This fall we bid farewell to the girls’ play structure. They’ll be 13 soon and agreed that they were not playing on it very much anymore, so it should go to our neighbours who have a 3 year old and new baby. It was a bittersweet moment, watching it being dismantled and moved down the street at a stately pace on top of a trailer. I got positively teary. The removal of the play structure seemed to symbolize the end of their childhood somehow. I read a book last year where the author lamented that so many of the milestones in her children’s lives were about the last time. The last time they needed their night lights on, the last time they’d hold your hand in public, the last time you’d read a bedtime story to them. And while life certainly does feel like it’s speeding by on fast forward, I tend to take a more glass half full approach. On the girl’s path to adulthood it’s the first times that strike me as worth holding on to, the episode with the play structure excepted.

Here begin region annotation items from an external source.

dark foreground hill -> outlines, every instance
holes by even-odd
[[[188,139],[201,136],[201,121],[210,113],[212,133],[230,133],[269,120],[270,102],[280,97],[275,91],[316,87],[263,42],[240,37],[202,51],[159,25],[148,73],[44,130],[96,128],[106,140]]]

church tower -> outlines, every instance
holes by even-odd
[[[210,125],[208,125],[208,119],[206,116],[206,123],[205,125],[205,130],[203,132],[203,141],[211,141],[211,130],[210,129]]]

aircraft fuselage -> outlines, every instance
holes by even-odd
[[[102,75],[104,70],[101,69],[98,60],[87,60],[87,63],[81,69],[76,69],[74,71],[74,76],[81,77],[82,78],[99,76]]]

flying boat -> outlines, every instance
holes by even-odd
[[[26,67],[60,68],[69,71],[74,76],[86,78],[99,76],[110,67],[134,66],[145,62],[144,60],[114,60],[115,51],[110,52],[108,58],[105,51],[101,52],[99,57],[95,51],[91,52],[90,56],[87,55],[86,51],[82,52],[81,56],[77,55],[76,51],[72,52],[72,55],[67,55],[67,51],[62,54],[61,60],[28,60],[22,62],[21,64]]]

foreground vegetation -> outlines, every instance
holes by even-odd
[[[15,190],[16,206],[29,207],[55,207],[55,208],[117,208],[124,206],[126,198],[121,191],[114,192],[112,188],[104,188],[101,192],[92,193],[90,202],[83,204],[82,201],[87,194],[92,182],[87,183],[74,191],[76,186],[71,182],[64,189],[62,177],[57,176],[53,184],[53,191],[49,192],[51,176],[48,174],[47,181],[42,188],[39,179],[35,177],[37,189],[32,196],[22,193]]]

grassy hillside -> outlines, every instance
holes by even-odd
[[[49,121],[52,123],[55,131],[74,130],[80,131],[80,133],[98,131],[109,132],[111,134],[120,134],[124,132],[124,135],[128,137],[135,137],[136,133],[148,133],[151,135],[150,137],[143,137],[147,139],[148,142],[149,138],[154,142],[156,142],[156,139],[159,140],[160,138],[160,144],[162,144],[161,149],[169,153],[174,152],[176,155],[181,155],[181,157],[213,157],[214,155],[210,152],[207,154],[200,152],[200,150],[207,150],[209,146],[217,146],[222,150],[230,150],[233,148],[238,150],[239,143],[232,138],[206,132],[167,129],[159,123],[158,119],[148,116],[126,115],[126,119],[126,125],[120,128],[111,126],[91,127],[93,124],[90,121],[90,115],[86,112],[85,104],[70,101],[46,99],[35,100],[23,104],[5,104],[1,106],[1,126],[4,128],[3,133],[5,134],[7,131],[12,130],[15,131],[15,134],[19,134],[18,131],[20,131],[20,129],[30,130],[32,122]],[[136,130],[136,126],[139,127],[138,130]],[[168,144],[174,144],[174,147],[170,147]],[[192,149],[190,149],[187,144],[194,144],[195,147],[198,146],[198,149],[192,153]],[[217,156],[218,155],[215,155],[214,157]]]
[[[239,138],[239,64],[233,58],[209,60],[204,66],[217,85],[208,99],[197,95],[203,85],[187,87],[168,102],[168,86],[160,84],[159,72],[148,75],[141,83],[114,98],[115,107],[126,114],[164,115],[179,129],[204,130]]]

We’ve had lots of firsts this year. It was the first year Caroline did not get homesick at camp. That was a huge first. It was the first year we allowed the girls to be home alone without a sitter. We started slowly by letting them come home from school instead of going to a sitter – which worked out very well. The fire department only had to come out to the house once. On a related note, this year Sarah started baking on her own. This year they left their elementary school and started grade 7 at High School in Orleans. That’s a big and very busy first. It seems they have something after school every night of the week, band, art, knitting, riding lessons. Actually, the last two are not school-related. I started a knitting club on Tuesday nights for 4 of the neighbourhood kids, plus our two. The girls’ friends had been wanting to learn to knit so I finally buckled and started a Tuesday Night Knitting club. What started with 6 little girls sitting around the fireplace learning to knit, end up with 6 kids, 2 mums and one dad (not Murray) sitting around the fireplace every Tuesday knitting up a storm. Murray says I’ve started a cult, or maybe a coven. Not quite, but a lot of people will be getting misshapen scarves and wrist warmers for Christmas this year and I can’t help but feel a little responsible. I’ve been busily knitting Christmas gifts as well, with slightly better success than my students. I’ve done hats, felted cloches and ribbed beanies, as well as another batch of Swedish Santas, although time is running out on my being able to sew them together and stuff them, so someone may get a box of tiny woolen body parts, which I’m sure will be a little disconcerting.
Oh, and one last thing, as I’m sure you all know by now, the girls have been asking Santa for a pony every year now since they were 5. Well, you will be happy to hear that he finally came through. Oliver, a 12 year old registered paint, arrived a little before Christmas, and was greeted with much rejoicing. So most of our time this Christmas will be spent in a stable, which is just as it should be.